The chairman and his two assistants (deputy chairmen) cannot head factions of deputies.

==Head of state==
The Chairman of the Verkhovna Rada is designated as the first in the order of succession to the presidency, with limited authority (1992–1996, 2004–2010, and 2014-Present) while new presidential elections are conducted. While the chairman serves as acting president, he is barred from taking the following actions:
- disbanding the parliament;
- appointing or submitting candidates for parliamentary approval of government posts;
- granting military ranks or state orders;
- exercising the right of pardon.

===Succession===
No provisions for presidential succession are explicitly proscribed in case both the president's and chairman's positions are vacant. However, in case of vacancy of the post of Chairman of the Verkhovna Rada, it is filled by deputies of the chairman.

During the Soviet era, there was one more post known as the chairman of Presidium of the Supreme Soviet of the Ukrainian SSR who was de jure head of state; the de facto head of state was the First Secretary of the Communist Party of Ukraine.

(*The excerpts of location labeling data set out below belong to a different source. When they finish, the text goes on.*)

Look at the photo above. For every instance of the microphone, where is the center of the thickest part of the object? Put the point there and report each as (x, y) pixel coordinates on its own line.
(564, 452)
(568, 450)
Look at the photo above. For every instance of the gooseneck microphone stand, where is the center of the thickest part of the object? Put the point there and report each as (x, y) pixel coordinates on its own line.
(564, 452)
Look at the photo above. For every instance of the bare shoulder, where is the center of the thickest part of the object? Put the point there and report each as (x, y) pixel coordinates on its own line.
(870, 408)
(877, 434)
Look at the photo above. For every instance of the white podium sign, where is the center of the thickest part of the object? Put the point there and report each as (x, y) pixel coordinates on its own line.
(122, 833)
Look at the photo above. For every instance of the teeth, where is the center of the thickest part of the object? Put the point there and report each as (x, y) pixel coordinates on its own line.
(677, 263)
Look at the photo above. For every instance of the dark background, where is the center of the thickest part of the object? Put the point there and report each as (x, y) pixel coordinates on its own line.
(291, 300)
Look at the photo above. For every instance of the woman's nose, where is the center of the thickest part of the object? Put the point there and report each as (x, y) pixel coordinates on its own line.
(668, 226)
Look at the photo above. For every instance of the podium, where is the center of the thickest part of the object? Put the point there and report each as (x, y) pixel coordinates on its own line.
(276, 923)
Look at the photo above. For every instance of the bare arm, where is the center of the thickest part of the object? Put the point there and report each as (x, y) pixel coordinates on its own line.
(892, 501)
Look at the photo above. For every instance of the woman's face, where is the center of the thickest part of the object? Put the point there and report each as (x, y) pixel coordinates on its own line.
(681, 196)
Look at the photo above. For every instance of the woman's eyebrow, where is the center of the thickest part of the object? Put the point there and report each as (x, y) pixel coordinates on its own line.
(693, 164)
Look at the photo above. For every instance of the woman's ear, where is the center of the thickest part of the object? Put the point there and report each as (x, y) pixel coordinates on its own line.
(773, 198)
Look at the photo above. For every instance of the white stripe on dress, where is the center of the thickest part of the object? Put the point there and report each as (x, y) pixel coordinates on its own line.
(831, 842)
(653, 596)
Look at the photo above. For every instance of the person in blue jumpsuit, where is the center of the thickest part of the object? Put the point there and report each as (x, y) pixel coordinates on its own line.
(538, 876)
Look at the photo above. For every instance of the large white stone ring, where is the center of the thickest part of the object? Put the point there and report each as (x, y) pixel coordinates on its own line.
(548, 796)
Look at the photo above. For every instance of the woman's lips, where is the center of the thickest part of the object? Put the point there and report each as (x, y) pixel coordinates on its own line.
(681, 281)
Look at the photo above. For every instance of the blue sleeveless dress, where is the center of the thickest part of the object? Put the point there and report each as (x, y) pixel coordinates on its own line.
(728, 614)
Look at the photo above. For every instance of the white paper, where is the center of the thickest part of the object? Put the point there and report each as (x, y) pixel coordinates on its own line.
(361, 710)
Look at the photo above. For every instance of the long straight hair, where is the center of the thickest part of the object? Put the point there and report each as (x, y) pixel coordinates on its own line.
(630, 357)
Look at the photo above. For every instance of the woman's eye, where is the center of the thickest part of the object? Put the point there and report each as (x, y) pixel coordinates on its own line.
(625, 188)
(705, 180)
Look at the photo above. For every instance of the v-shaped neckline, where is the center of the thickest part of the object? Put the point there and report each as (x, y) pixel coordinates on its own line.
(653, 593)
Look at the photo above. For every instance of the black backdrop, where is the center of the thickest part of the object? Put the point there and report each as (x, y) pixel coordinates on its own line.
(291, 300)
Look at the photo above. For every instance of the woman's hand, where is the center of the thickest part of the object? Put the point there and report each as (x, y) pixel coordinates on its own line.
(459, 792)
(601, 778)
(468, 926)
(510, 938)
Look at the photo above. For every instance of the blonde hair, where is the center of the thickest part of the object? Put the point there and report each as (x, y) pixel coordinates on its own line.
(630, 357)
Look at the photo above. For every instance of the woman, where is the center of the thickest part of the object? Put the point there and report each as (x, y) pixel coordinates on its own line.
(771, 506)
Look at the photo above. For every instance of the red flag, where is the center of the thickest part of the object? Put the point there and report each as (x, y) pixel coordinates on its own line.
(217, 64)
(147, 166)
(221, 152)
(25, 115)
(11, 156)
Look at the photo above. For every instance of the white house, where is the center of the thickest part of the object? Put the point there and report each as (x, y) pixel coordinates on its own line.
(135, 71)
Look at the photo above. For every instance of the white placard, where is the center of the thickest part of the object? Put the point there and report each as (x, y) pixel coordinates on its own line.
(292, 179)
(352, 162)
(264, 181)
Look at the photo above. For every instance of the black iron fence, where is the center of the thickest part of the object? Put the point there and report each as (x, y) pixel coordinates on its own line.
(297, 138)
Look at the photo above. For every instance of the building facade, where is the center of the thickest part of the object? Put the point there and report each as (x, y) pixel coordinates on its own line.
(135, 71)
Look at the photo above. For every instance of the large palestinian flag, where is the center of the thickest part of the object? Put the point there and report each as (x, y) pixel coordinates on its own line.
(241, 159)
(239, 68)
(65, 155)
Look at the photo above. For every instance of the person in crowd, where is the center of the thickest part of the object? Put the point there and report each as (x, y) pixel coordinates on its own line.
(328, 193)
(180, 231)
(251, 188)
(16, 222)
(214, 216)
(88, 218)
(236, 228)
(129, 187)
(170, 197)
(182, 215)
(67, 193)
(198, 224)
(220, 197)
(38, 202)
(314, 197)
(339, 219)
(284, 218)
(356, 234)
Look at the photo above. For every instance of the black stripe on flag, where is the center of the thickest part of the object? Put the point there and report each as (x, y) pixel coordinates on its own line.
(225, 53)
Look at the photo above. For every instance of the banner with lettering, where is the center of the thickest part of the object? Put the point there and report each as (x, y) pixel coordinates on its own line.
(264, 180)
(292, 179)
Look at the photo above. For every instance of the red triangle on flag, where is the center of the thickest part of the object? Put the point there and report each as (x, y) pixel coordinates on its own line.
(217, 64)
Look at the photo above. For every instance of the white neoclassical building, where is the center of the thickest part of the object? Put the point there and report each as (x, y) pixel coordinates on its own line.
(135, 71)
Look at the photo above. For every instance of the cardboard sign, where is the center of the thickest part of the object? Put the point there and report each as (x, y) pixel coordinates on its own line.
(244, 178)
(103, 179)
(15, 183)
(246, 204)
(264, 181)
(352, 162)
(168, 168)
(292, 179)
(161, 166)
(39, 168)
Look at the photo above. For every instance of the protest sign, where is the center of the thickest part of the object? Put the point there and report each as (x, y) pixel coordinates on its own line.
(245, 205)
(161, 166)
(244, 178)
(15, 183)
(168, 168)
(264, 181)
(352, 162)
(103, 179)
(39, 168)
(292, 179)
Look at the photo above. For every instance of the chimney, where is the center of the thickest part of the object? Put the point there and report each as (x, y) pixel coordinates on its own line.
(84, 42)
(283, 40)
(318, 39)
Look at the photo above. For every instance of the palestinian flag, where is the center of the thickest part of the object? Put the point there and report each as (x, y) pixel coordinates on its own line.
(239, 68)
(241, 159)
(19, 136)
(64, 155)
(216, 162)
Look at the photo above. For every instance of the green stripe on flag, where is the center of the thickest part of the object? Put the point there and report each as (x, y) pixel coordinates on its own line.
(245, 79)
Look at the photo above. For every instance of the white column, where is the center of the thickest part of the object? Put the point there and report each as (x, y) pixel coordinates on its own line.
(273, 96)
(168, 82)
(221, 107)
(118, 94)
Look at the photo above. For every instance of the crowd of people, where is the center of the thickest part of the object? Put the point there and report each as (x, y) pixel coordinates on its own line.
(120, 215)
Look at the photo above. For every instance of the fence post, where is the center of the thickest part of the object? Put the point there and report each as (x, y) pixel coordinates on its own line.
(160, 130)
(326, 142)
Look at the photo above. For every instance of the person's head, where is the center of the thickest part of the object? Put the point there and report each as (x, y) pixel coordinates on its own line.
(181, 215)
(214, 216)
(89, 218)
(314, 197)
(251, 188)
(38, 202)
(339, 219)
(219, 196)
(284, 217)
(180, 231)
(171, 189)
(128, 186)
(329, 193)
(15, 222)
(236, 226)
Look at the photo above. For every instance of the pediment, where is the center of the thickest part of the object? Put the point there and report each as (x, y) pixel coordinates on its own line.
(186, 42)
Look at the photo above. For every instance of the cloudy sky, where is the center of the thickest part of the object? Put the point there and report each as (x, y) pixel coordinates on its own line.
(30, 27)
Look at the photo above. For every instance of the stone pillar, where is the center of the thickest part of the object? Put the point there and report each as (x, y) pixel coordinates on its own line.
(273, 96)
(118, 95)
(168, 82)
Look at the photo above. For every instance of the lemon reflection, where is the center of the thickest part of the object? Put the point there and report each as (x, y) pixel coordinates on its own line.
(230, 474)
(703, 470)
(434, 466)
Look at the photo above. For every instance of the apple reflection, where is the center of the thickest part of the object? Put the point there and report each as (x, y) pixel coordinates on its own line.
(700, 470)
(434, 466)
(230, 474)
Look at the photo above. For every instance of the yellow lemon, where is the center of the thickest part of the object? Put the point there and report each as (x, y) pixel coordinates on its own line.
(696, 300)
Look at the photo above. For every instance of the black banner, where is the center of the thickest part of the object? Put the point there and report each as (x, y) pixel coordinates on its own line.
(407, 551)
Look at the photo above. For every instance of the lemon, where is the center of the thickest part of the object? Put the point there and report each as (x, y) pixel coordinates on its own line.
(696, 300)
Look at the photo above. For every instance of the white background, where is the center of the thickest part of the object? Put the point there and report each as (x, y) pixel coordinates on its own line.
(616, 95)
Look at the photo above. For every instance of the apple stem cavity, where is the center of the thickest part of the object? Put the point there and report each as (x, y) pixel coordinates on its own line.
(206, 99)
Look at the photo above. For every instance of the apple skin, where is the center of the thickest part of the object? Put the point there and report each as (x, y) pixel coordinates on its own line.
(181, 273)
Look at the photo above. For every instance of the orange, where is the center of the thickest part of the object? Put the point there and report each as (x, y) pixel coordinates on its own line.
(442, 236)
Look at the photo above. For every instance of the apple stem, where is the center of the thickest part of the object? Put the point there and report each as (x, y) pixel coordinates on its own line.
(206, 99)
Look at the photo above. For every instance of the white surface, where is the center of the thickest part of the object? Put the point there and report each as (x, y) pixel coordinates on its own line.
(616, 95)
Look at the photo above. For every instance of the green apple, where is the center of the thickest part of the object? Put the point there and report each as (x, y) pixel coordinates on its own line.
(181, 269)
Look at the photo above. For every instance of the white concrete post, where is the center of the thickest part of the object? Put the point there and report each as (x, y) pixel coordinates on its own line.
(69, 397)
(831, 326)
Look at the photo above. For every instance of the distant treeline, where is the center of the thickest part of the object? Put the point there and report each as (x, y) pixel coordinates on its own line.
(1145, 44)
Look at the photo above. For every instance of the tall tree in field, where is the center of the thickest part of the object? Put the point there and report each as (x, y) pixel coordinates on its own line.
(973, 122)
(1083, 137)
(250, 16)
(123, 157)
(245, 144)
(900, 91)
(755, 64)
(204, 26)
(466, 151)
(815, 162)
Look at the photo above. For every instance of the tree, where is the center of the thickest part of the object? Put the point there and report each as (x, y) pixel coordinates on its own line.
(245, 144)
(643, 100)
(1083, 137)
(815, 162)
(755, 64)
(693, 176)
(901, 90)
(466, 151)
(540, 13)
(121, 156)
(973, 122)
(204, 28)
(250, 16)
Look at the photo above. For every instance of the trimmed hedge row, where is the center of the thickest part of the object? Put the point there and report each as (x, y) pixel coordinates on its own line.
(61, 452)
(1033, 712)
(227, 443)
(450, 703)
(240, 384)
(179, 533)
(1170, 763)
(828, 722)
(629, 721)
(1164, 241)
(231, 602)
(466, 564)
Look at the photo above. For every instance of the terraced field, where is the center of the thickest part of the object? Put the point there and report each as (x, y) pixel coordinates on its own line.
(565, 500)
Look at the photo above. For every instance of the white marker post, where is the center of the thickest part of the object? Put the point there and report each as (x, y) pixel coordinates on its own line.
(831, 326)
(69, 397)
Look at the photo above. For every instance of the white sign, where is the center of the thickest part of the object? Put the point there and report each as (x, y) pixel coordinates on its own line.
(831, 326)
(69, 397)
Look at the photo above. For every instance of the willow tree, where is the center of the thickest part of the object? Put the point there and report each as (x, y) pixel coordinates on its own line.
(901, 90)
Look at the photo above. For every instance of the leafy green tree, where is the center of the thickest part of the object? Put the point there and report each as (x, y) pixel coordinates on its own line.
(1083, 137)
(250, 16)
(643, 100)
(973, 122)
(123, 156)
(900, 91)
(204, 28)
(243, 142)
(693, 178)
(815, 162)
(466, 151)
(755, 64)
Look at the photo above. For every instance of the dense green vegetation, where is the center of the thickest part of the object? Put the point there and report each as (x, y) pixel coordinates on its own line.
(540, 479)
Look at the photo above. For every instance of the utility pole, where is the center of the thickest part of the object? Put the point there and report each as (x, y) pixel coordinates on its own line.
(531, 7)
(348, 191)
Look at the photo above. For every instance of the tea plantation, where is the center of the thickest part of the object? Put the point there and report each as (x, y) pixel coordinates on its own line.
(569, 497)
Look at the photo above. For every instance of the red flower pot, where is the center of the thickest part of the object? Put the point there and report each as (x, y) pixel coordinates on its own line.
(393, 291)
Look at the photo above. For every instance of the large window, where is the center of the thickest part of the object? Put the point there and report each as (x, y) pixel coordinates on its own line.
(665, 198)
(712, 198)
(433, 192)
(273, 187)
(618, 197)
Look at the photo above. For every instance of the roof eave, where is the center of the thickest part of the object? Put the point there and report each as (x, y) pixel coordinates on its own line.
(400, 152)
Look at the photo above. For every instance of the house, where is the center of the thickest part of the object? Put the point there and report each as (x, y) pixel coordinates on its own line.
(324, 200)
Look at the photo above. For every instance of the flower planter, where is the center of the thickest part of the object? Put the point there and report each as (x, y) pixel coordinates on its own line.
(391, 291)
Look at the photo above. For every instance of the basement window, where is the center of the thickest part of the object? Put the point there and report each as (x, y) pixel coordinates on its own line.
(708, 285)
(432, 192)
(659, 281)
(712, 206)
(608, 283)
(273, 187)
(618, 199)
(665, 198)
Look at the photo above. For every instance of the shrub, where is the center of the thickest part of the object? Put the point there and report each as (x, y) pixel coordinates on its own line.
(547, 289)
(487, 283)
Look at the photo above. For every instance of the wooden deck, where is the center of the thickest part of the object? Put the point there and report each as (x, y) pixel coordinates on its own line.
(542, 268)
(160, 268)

== Special state privileges ==
All former chairmen of the Verkhovna Rada receive special state privileges. After the completion of their tenure, former chairmen are provided with an office in the parliament's building, an official government car and an adviser and an aide at state expense.

The respective decree #296 was signed by Volodymyr Lytvyn as early as on June 7, 2006 – a month before he was dismissed from the post of Parliament's Speaker. After three years since its adoption, Verkhovna Rada officials kept silent about the law, after which it was made public by an article in the DELO newspaper in mid-May 2009.